Los asistentes a la reunión son: Danath Aterratrols, Aggralan, Baine, Thalyssra y Kiro, del lado de la Horda; Shandris, Umbric, Kurdran (en representación de Falstad) y Tess Cringris por parte de la Alianza.

Danath, es el primero en responder el llamado, porque se hallaba desde antes en la ciudad ayudando a Jaina en preparación de la Cumbre, se había vuelto en un compañero leal, un excelente consejero y un gran amigo para Jaina.

En Tierras Altas de Arathi hay tensión.

La Séptima Legión (en concreto, una compañía recién creada llamada la «Guardia Auxiliar») había reunido una fuerza considerable en Stromgarde, listo y a la espera de órdenes.

Marran Aterratrols, sobrina de Danath, es la regente de Stromgarde mientras que Danath es diplomático en Ventormenta. Es la primera vez en mucho tiempo que se menciona a otro Aterratrols.

Durante el Armisticio, la Horda cedió Sentencia (Hammerfall) a los orcos mag’har. En este lugar, por pedido de Geya’rah, la guardia kor’kron se entrena ahí para defenderse de Stromgarde.

Había murmullos en la sala de la reunión debido a la situación tensa entre la Alianza y la Horda en Tierras Altas de Arathi, Danath trató de explicar el motivo por el cual su sobrina reunión a la Séptima Legión en su tierra (protección a los campesinos de depredadores, entrenar nuevos soldados y mantener el gobierno de los Aterratrols).

Marran siempre habló muy bien de Jaina y Katherine Valiente.

Para Aggra, Geya’rah es como una hermana.

Jaina, Thrall y Aggra fueron teletransportados a una hondonada oculta en Tierras Altas de Arathi. En esa hondonada, se toparon con seis cadáveres de humanos de la Séptima Legión y seis cadáveres kor’kron. Se llega a la conclusión de que fueron los humanos quienes emboscaron a sus enemigos. Thrall y Jaina marcharon hacia Stromgarde y Aggra a Sentencia. 

Cuando se disponían a partir, a Thrall le dispararon una flecha envenenada. Jaina se interpone entre él y el arquero, conjura una barrera protectora, contra la cual impactan otras flechas. Jaina atacó al árbol del cual avistó movimiento, pero lo único que logró fue que este explotara, sin ver rastros del agresor.
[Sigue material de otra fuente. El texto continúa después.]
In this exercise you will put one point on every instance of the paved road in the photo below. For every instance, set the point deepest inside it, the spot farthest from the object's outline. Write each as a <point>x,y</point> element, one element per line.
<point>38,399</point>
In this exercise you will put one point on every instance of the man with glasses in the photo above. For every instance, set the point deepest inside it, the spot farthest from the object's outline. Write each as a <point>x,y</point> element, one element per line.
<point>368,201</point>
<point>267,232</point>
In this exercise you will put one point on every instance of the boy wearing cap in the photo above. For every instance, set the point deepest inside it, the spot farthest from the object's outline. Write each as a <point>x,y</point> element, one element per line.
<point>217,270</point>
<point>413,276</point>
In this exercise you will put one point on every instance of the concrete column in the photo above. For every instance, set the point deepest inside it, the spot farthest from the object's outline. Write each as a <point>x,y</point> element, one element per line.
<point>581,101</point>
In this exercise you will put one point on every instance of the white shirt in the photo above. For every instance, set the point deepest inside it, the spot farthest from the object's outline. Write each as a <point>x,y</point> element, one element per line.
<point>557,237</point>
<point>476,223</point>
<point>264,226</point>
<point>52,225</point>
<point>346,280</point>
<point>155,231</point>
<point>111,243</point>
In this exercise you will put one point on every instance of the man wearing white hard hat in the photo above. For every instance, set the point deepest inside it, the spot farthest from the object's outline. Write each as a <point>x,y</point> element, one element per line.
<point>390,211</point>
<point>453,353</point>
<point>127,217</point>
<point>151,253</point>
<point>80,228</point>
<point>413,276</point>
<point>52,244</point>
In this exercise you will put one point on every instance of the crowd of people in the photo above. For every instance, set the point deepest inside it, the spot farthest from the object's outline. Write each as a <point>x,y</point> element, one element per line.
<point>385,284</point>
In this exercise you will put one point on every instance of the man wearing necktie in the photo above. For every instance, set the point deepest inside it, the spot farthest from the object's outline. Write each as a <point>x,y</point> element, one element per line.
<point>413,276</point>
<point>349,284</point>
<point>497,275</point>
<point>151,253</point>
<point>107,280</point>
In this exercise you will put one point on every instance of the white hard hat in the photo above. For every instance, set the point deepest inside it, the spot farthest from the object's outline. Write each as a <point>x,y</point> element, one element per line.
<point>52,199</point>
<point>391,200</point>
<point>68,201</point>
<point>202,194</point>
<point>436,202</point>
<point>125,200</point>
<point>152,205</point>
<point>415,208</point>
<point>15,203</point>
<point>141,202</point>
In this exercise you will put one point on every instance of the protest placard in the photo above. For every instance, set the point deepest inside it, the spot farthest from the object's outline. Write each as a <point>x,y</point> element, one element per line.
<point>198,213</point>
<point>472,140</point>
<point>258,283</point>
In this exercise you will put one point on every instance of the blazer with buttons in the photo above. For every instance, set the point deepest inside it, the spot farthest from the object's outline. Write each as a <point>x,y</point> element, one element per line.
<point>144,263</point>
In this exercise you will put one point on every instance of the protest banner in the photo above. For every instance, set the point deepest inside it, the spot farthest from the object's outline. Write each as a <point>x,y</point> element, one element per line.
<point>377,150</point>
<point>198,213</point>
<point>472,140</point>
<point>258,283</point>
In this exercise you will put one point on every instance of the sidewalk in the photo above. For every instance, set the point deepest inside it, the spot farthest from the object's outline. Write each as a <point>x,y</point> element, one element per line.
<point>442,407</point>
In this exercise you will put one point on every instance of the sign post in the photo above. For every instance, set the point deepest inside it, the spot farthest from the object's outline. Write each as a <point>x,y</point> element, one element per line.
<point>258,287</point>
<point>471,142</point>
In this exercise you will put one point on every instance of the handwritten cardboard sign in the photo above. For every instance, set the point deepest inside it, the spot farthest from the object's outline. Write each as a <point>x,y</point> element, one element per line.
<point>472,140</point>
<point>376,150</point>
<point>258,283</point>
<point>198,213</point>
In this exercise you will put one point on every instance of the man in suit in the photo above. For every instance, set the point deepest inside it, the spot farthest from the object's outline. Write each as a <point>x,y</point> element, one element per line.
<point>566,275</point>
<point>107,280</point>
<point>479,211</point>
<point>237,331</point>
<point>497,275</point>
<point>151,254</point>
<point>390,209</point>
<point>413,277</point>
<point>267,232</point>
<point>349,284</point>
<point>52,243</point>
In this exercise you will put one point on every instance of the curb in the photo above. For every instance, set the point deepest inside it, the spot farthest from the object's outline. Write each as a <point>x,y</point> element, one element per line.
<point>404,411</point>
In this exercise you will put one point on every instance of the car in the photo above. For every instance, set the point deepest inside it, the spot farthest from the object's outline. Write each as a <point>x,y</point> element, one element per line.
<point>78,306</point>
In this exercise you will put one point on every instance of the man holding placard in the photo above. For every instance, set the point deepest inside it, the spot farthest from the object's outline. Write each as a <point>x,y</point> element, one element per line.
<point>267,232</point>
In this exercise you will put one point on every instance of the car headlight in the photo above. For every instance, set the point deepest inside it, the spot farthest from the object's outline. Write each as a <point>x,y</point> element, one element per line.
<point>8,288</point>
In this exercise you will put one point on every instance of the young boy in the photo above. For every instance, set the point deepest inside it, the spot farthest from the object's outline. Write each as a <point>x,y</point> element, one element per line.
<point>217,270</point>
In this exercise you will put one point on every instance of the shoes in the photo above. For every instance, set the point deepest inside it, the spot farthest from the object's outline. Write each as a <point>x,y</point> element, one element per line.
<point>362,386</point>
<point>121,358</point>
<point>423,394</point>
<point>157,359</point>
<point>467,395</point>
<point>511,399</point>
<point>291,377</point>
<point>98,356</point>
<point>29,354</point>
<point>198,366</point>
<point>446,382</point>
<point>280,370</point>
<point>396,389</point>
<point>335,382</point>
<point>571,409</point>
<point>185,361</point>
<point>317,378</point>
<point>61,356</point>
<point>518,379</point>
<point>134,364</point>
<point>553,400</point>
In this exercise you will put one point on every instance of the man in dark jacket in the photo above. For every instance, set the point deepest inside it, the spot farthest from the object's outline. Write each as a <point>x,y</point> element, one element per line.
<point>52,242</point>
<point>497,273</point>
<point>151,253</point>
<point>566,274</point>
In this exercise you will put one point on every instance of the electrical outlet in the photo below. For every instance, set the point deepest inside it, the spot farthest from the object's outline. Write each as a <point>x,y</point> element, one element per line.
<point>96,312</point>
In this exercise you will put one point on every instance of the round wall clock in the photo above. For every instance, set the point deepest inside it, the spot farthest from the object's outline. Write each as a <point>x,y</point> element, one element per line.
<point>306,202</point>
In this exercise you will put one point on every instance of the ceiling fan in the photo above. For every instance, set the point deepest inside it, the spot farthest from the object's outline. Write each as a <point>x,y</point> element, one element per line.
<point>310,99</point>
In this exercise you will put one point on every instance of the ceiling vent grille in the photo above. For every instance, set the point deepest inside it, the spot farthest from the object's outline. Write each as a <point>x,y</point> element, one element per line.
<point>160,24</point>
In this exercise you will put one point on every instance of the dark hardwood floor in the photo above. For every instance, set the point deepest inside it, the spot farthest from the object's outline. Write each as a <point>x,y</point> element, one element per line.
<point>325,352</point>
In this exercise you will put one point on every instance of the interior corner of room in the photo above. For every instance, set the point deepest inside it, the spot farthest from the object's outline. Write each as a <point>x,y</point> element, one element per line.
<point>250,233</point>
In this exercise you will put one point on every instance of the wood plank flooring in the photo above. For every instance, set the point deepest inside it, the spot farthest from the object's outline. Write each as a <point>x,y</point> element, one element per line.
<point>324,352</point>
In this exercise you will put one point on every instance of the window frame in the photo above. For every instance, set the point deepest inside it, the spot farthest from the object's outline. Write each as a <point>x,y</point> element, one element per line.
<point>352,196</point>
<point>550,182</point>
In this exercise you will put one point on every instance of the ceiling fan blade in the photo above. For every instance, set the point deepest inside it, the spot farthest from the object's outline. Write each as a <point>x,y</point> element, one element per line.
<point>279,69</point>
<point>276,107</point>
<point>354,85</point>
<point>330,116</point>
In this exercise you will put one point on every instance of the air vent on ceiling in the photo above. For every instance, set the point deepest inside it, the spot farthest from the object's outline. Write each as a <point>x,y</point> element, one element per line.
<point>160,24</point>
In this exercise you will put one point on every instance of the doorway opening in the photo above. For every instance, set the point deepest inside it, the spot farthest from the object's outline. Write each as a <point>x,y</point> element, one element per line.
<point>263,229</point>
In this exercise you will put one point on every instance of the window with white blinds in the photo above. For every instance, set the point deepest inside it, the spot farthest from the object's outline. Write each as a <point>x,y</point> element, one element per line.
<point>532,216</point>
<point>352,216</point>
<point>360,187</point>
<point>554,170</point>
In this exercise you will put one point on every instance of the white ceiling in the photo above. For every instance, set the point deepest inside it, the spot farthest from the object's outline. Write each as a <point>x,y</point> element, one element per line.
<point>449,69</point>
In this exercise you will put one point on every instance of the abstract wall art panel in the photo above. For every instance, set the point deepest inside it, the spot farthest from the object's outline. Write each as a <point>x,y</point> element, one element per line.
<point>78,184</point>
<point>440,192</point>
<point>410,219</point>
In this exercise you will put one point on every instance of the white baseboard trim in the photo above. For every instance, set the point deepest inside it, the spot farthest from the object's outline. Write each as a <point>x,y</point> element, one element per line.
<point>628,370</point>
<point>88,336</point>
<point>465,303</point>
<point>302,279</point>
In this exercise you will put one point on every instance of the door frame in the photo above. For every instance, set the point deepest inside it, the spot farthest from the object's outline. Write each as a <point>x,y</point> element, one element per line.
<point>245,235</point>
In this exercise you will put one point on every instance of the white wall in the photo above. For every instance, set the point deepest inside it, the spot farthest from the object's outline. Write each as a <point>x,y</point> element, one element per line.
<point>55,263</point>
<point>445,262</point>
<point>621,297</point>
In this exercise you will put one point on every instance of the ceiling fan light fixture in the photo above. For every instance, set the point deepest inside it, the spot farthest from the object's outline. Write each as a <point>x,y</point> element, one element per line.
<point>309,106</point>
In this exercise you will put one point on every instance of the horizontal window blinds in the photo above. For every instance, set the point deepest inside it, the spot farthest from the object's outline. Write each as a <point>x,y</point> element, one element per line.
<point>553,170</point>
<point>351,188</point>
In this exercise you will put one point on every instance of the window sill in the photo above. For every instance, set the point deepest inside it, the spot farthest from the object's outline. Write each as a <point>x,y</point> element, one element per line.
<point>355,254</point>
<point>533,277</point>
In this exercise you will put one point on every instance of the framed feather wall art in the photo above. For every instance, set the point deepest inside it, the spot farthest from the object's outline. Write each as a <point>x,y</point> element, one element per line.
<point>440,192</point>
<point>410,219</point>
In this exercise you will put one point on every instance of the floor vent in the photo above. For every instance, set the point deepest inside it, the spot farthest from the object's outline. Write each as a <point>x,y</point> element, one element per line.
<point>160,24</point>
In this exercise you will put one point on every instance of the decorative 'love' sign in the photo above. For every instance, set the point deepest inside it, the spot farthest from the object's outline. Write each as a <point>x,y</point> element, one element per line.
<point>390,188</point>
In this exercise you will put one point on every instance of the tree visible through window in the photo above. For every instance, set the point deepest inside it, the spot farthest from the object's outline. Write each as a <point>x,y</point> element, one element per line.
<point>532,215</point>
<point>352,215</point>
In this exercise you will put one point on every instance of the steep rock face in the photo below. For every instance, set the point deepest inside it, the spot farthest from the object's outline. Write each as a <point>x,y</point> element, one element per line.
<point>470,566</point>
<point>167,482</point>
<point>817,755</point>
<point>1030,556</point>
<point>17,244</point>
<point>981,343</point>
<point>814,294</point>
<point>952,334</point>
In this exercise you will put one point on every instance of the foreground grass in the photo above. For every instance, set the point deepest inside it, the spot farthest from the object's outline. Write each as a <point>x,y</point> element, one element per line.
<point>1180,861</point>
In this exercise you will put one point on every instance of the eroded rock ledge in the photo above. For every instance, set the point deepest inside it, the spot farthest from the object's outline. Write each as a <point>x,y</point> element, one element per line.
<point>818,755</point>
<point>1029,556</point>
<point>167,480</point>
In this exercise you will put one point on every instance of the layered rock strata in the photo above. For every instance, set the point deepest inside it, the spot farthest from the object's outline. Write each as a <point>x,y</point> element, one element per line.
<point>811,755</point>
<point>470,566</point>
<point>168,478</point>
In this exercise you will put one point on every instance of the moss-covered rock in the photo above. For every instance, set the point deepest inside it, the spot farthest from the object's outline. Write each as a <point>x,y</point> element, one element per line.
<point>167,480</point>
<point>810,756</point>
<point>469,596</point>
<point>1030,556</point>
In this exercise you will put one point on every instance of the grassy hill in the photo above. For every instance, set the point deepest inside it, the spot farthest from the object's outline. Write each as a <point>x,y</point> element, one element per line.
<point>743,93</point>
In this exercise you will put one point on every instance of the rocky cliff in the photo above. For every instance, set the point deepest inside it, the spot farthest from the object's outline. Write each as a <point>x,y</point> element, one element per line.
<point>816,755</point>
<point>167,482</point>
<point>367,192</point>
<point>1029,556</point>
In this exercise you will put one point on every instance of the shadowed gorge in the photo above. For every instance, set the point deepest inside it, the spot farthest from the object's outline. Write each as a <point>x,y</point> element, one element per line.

La decisión de que se haya usado Tierras Altas de Arathi es contradecir lo que se señala en la novela Las Sombras se Alzan y la propia expansión Battle for Azeroth, pues se deja constancia que todo el territorio, salvo la parte salvaje, está bajo el control de la Alianza.

Capítulo 2: Ecos del pasado

Jaina ya había estado en Stromgarde hace muchos años atrás. Les negaron la entrada a Thrall y a ella, la archimaga considera que el trato hospitalario no era algo propio de Stromgarde.

Seis soldados a pie y seis ballesteros custodiaban la entrada, eran soldados de Stromgarde.

La caminata desde la hondonada a la ciudad fue pesado, el veneno ya estaba haciendo mella en Thrall. A pesar de que les explicaron que habían ido a la ciudad por órdenes de Danath, a los guardias no les importó. Thrall se soltó del soporte de Jaina, él era el problema en ese momento. Tras una breve charla, el orco decidió ir solo caminando a Sentencia, Jaina se dirigió al interior de la ciudad.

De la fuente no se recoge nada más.